Осаждавшие дров не жалели. Костры пылали в опасной близости от насыпи, в которую был вкопан окружавший заставу палисад. Снег под жаром таял и, громко журча, сбегал вниз, превращая землю в раскисшее, чвякающее под ногами болото. Шуршала прошлогодняя трава. Заставу оточили с трех сторон — кроме той, что выходила к Черте. К ней сошлись и бездомные беженцы, и жители окрестных селений, науськанные пыльными, готовые кого и что угодно обвинить в бедах этой зимы. Врагов, пусть необученных и плохо вооруженных, но страшных в своей ненависти, приходилось примерно по два десятка на каждого из шестидесяти пограничников.
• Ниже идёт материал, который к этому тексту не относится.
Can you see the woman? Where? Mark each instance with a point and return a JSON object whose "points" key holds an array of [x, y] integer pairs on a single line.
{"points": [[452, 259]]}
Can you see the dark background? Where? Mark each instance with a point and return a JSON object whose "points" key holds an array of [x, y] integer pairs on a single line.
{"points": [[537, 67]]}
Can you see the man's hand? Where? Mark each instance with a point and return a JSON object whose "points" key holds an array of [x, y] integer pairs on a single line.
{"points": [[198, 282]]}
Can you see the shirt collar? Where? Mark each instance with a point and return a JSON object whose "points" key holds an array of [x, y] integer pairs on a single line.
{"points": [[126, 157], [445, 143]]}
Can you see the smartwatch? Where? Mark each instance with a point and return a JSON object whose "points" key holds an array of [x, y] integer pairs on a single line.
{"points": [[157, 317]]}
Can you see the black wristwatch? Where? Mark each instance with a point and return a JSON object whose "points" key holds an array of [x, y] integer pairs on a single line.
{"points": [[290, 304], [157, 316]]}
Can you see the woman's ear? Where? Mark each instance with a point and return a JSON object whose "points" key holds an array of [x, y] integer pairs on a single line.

— Выходите! Отдавайте ведьм!
Кто-то выкрикнул хулу. Смердящее войско внизу отозвалось гоготом.
— Эй, вы!
Толпа затихла, должно быть, говорить собирался один. Ястреб вдруг ощутил такое же давление на голову, как в Кроме, в присутствии Пыльных стражей. Изнутри по черепу побежали шершавые лапки.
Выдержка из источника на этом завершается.